У монголов предмет особых забот – не только лошадь, но и седло, и уздечка. Нет седел без украшений. Они меняются в зависимости от достатка хозяина. Украшения бывают железные, медные и серебряные. Уздечки тоже делают с искусным серебряным набором. У всех чабанов Арьи под серебром – уздечки и седла. Это – фамильная гордость директора, своего рода правила хорошего тона. Говорят, что Нацагдорж тоже очень любил нарядную сбрую. Он был сын своего народа и любил все, что любо народу...
– Нам пора ехать, – напомнил потихоньку Арья, и у меня от тупого удара вздрогнуло сердце. «Придется ли снова сюда вернуться? И случится ли снова дорога?.. Но все равно...»
Но все равно эти минуты уже всегда будут с тобой и в тебе, они уже соединяются навечно, и если не будет этого возвращения, то все равно будет воспоминание. А это часто – одно и то же.
– Поехали, – торопят меня.
И благодарение – дороге. Она приводит к новым встречам, к новым друзьям. И почему-то в памяти слова другого поэта – Д. Дамдинсурэна:
Недостойно мужчины, чтобы он у огня
Сиднем всю жизнь сидел.
Чтобы, трудностей и хлопот боясь,
Не кончал он начатых дел.
Плохо, если ты, кроме своей жены,
Ни с кем не ведешь бесед...
Согласитесь – какой гимн дороге, человеческому общению! Наверное, любил путешествовать и сам Дамдинсурэн. Любил путешествовать по Монголии и знаменитый русский ученый Н. М. Пржевальский. Мы и сейчас в туристском справочнике о Монголии встречаем его фамилию: «на полупустынных пространствах юга страны нередко попадается дикая лошадь – тахь, впервые открытая в науке великим русским путешественником Н. М. Пржевальским и названная его именем». Об этой лошади, о ее маленьком росте, гордой непревзойденной осанке я слышал и знал еще в детстве и даже видел и представлял эту лошадку в том детском сказочном полусне, где была Гоби, желтые пески с саксаулом и медленные спокойные реки – Керулен и красавица Селенга.

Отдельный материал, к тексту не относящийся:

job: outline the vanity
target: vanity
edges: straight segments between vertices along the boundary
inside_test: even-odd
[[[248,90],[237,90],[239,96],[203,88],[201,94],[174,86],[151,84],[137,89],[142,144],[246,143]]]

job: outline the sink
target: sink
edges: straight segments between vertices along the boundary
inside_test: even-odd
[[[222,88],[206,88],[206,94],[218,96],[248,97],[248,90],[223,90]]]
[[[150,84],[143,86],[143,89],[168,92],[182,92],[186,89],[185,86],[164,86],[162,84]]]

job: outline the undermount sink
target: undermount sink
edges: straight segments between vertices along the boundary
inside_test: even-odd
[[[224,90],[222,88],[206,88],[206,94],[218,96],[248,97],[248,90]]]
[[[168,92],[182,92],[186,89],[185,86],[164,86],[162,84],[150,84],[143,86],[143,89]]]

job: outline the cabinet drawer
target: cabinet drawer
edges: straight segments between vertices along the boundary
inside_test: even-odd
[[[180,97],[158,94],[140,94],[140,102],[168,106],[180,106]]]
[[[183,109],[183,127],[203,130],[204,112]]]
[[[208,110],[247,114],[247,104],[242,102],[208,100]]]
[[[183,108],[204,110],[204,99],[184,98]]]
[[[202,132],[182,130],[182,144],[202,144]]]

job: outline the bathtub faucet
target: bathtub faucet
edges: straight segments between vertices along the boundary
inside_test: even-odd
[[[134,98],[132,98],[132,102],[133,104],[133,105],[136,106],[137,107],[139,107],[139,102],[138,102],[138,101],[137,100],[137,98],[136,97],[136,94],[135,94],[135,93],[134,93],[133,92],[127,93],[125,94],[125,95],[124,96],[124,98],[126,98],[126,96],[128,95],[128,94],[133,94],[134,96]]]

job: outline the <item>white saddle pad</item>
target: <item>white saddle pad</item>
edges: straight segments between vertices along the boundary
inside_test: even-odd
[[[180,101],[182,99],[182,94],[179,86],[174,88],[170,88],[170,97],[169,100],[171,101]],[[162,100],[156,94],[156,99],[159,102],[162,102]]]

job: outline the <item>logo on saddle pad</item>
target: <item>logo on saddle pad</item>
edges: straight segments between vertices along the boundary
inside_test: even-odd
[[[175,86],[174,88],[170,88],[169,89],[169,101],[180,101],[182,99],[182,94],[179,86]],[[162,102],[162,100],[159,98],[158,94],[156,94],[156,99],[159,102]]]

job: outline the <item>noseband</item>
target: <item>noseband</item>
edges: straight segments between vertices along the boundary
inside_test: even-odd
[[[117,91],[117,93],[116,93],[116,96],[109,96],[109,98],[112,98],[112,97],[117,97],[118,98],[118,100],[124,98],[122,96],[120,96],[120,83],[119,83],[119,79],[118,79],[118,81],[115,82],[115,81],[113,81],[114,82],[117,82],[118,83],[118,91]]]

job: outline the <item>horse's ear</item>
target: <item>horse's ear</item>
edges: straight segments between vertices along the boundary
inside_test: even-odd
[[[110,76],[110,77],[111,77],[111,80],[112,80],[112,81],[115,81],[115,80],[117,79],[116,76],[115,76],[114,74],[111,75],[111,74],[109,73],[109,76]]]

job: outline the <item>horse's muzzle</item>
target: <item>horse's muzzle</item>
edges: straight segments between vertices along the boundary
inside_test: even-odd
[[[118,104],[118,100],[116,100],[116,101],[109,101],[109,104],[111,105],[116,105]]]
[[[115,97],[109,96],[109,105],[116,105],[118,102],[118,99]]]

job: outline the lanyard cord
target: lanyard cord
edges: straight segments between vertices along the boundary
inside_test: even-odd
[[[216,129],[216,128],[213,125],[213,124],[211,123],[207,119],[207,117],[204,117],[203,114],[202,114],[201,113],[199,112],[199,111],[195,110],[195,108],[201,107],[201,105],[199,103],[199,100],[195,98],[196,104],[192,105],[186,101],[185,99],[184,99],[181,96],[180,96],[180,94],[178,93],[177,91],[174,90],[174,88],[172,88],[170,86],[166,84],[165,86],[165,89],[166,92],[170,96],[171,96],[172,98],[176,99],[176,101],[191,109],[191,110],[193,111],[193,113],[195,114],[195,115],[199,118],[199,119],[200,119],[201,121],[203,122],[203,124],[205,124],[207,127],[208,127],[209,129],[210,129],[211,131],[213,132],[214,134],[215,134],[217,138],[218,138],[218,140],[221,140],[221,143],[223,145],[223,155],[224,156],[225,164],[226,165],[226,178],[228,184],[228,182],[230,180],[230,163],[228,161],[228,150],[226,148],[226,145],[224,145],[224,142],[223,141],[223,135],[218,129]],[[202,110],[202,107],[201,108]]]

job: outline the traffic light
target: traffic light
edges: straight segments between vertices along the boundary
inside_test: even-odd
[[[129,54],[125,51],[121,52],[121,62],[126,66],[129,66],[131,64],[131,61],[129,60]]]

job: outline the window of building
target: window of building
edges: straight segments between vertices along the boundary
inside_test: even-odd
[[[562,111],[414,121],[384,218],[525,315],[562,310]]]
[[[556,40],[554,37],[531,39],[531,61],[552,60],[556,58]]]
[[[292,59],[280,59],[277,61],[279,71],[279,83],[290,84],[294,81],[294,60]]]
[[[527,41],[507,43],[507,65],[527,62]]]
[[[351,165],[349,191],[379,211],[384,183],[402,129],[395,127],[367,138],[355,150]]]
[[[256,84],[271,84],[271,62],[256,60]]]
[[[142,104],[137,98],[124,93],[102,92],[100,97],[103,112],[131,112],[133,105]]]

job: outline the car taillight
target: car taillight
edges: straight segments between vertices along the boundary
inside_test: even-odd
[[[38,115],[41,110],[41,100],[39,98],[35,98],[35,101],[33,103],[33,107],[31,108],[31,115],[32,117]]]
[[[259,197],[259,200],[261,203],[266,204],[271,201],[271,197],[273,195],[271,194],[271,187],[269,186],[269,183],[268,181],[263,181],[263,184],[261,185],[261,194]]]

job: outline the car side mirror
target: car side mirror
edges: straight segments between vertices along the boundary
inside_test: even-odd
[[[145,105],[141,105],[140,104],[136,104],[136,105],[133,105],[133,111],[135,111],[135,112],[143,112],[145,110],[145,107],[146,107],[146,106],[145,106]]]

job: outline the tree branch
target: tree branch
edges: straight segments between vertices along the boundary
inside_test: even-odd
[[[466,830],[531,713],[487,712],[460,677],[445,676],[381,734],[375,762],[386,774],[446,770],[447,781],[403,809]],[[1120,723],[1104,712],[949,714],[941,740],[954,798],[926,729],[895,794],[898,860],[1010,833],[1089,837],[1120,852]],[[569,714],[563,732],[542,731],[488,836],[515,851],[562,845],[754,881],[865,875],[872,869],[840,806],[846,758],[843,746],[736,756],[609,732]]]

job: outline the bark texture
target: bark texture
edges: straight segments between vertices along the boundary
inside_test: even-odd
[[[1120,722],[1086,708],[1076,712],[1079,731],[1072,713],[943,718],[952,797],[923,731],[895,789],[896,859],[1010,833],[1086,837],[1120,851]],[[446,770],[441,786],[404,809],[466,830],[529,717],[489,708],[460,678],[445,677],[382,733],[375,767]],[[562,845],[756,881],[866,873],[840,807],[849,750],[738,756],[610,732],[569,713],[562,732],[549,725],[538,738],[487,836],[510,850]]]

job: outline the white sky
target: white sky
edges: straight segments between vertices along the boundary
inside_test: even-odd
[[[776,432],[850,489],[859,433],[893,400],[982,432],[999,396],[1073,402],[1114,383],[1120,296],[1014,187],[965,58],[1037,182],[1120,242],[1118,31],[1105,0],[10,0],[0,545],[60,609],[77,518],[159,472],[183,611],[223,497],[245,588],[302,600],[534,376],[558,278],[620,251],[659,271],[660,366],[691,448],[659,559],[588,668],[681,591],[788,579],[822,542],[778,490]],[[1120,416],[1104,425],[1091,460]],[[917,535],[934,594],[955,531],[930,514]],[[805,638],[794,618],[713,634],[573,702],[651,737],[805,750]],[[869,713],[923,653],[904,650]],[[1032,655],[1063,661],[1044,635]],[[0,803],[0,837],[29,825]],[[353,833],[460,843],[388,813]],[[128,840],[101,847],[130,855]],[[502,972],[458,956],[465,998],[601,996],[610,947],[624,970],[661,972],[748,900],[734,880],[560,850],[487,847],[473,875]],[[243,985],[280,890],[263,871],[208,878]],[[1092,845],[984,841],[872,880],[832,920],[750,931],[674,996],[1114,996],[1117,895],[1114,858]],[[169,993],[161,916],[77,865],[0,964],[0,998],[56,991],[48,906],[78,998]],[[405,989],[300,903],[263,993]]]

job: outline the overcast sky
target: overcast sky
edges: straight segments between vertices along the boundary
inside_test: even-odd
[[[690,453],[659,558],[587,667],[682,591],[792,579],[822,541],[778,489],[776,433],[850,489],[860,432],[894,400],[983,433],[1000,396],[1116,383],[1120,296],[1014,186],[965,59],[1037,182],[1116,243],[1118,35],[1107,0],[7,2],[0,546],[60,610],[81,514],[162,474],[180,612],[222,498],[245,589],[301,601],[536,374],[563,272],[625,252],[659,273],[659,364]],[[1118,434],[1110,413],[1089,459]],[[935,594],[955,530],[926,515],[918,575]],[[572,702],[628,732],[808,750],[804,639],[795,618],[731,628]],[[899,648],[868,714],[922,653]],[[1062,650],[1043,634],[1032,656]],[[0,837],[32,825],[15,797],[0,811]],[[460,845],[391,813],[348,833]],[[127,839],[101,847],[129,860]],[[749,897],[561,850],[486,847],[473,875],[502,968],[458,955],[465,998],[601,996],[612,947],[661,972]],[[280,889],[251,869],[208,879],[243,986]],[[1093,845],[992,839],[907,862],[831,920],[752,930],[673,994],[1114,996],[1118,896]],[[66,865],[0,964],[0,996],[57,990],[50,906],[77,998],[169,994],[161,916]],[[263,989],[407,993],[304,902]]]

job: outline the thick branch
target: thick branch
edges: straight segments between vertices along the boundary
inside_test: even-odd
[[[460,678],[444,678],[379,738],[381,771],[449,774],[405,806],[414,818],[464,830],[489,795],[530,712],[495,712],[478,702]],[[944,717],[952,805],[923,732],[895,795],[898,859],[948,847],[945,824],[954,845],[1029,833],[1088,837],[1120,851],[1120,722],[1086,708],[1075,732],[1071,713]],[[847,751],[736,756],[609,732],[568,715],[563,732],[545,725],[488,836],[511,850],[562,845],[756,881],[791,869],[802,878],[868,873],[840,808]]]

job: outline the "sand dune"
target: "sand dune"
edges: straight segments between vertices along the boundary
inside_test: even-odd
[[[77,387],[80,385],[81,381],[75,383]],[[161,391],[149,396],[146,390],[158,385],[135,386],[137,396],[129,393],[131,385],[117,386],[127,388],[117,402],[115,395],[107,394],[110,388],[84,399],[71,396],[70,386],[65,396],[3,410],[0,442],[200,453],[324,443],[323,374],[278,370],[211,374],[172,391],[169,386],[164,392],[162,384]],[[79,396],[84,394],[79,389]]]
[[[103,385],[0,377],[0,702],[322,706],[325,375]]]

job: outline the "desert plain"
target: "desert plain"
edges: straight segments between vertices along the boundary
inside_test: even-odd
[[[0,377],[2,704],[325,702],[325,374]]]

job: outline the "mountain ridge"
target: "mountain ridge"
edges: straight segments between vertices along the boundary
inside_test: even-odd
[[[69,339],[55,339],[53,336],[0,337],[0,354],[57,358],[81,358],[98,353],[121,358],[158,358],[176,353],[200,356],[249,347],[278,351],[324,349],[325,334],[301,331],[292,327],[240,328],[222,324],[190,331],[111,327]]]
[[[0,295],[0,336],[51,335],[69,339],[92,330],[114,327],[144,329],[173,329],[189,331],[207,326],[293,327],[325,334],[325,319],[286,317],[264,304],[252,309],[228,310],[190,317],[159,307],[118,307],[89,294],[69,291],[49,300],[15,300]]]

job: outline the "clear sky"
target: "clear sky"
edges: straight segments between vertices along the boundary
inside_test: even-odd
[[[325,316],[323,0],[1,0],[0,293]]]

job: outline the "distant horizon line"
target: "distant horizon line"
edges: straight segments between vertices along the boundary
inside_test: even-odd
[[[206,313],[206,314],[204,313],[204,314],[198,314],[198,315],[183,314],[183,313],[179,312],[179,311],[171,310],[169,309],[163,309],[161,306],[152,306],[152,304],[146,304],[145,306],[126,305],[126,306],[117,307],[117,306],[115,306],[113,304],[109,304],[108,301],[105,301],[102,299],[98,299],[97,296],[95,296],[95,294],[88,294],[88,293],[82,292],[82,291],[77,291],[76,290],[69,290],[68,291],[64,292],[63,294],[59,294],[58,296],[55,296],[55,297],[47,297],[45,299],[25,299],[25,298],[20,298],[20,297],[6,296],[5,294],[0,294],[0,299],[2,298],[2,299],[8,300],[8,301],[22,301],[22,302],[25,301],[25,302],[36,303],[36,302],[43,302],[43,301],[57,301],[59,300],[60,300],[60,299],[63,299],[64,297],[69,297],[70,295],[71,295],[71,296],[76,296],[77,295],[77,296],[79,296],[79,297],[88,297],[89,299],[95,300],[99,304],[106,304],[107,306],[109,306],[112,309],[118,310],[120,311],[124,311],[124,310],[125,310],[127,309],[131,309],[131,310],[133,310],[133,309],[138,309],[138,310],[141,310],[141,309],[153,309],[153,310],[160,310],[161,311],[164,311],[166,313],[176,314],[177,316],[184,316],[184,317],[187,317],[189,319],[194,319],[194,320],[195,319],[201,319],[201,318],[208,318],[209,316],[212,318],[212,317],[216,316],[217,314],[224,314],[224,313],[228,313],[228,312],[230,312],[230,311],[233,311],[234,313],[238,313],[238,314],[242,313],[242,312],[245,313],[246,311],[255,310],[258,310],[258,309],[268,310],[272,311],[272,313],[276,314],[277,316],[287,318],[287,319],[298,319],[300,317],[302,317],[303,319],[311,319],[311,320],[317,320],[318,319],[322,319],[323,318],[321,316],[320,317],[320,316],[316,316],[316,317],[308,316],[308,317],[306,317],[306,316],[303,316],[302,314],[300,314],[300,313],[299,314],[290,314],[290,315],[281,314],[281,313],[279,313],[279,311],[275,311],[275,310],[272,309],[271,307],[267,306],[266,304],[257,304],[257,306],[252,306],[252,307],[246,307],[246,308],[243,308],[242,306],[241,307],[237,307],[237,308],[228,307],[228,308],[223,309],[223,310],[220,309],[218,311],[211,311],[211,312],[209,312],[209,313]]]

Но мы не увидели Гоби и Керулена, не увидели и ту знаменитую маленькую лошадку, которой любовался наш соотечественник еще в прошлом веке. Не увидели и антилоп-джейранов и диких верблюдов. И не удивительно – страна-то большая и всю не объедешь.
Но зато мы увидели самое главное, основное: мы увидели знаменитое здание дружбы, и оно растет, поднимается на наших глазах все выше и выше. И этажи его летят, устремляются прямо к солнцу, к тому благодатному горному солнцу, которое стояло и в школьных классах, и в добром взгляде художника Шагдасурэна, и в глазах Арьи – знаменитого человека Центрального аймака, и на новых проспектах монгольской столицы. Ах, почему нельзя бесконечно цитировать Нацагдоржа?! Как хорошо он писал о столице! Но что бы он сказал об этом сегодня? Город плавает в солнце, он просто затоплен солнцем. А рядом – горы, сразу четыре горы сжали в свое объятие столицу. Но это объятие не мешает дыханию, оно скорей похоже на прикосновение, на нежную ласку друга: горы не наступают, а защищают столицу. От ветров, от снежных метелей, от суховеев. А сверху над городом – низкое прозрачное небо, настоящая хрустальная чаша. Она закрыла город, она тоже словно бы хочет сберечь, защитить его. Она – крыша города, прозрачная крыша. Наверное, ни один художник не скопирует эту чашу, да и не следует соревноваться с природой. У человека свои задачи, у природы – свои. А все это вместе – гармония.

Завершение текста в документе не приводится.